Uber-conservative Beltway newspaper The Washington Examiner has revealed its secret crush on Barack Obama and his administration’s fracker-friendly ways.
It’s not often that the newspaper says anything nice about the president. The Examiner is owned by Philip Anschutz, an oil-drilling magnate, and the newspaper sometimes seems to exist only to beam its owner’s conservative views into the brains of D.C. insiders.
In March, for example, the paper’s editorial writers likened the president to “a desperate gambler who doubles down on a losing bet” after he called for more green energy spending. In January, the editorial writers charged that “Obamacare threatens states’ fiscal autonomy.” And, famously, back in 2009, Examiner political correspondent Byron York argued that Obama’s “sky-high ratings among African-Americans make some of his positions appear a bit more popular overall than they actually are” — as if the opinions of blacks shouldn’t count.
But when it comes to the Obama administration’s complicity in the nationwide fracking spree, the Examiner has nothing but love. Here are some excerpts from “Two cheers for Obama on fracking,” the newspaper’s May 5 editorial:
Two significant pieces of good news last week deserved more attention than they received. First, the U.S. Geological Survey reported that recoverable natural gas resources in the northern Plains states are three times greater than previously thought. Second, President Obama’s newest secretary of the interior, Sally Jewell, said “we must develop our domestic energy resources armed with the best available science, and this unbiased, objective information will help private, nonprofit and government decision makers at all levels make informed decisions about the responsible development of these resources.”
Jewell was referring to hydraulic fracturing, or “fracking,” the process by which a pressurized mixture of (mostly) water and chemicals is injected into shale rock formations deep underground. …
More recently, Obama’s pick for Secretary of Energy, MIT scientist Ernest Moniz, has described water and air pollution risks associated with fracking “challenging but manageable” with proper regulation and oversight. …

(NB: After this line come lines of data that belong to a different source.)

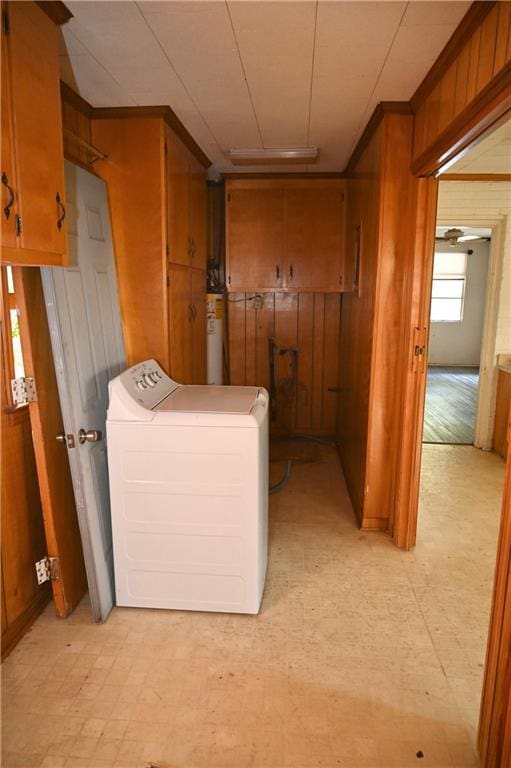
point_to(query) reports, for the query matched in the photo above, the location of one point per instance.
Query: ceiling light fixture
(273, 156)
(455, 236)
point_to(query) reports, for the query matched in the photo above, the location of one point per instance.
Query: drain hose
(283, 480)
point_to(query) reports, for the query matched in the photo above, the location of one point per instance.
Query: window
(13, 354)
(448, 293)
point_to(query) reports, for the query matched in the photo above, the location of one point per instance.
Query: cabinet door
(198, 214)
(199, 338)
(35, 93)
(178, 200)
(8, 186)
(181, 318)
(313, 244)
(255, 233)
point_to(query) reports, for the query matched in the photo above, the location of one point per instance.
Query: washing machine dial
(149, 380)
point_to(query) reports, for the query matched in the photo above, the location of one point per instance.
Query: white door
(85, 326)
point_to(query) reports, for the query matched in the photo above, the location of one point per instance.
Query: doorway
(465, 482)
(457, 314)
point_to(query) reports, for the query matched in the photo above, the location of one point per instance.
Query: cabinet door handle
(62, 212)
(8, 206)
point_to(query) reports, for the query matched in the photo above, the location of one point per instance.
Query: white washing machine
(188, 470)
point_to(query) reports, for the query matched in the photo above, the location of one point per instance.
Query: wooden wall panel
(308, 322)
(23, 540)
(502, 405)
(460, 82)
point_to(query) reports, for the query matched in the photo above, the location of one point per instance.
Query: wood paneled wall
(373, 318)
(305, 401)
(23, 540)
(475, 61)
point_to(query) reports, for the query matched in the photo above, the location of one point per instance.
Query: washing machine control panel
(147, 383)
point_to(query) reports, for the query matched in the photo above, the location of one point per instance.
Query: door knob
(89, 436)
(68, 440)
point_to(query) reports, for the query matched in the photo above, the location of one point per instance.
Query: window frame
(445, 277)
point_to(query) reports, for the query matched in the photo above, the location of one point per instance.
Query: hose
(283, 480)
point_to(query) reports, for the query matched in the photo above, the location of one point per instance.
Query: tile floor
(361, 656)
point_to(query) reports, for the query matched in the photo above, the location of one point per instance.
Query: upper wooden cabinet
(158, 201)
(313, 242)
(187, 204)
(33, 205)
(255, 226)
(285, 234)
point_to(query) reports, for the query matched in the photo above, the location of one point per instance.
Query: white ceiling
(260, 73)
(491, 155)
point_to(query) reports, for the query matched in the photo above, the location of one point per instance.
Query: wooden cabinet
(255, 226)
(285, 234)
(33, 206)
(199, 326)
(187, 204)
(313, 243)
(187, 313)
(158, 201)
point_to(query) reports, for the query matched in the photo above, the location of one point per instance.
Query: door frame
(483, 428)
(67, 419)
(494, 735)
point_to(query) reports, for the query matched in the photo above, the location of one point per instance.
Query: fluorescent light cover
(270, 156)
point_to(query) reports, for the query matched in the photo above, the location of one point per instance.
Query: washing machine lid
(203, 398)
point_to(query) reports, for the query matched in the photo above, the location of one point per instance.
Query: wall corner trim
(382, 109)
(469, 23)
(55, 10)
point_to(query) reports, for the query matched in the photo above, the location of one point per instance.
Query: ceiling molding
(289, 175)
(475, 177)
(56, 11)
(383, 108)
(75, 100)
(469, 23)
(122, 113)
(489, 106)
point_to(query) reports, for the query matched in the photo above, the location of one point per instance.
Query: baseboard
(12, 634)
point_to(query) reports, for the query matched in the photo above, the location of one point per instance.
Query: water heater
(215, 315)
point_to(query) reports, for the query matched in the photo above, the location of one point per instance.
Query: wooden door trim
(473, 19)
(71, 586)
(27, 257)
(490, 105)
(12, 634)
(494, 738)
(382, 109)
(56, 11)
(417, 296)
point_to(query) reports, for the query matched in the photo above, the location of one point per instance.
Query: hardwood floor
(451, 403)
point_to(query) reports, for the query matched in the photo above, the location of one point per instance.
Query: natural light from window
(448, 292)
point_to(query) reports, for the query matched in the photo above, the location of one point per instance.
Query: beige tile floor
(361, 656)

For all of its claims regarding fracking’s dangers, Big Green’s real concern is that natural gas is becoming so plentiful and cheap that it will undermine the case for more expensive renewable energy. The fact that a succession of federally subsidized green-energy companies has been going bust doesn’t help the critics’ cause.
With Moniz’s nomination, Obama appears willing to at least minimize regulatory obstacles to fracking and thereby reap the rewards of clean, cheap, abundant domestic energy. Good for him. With American economic growth dependent on energy, it’s time to get fracking.
The president appears to have reached so far across the aisle on this one that he has tumbled fully to the other side.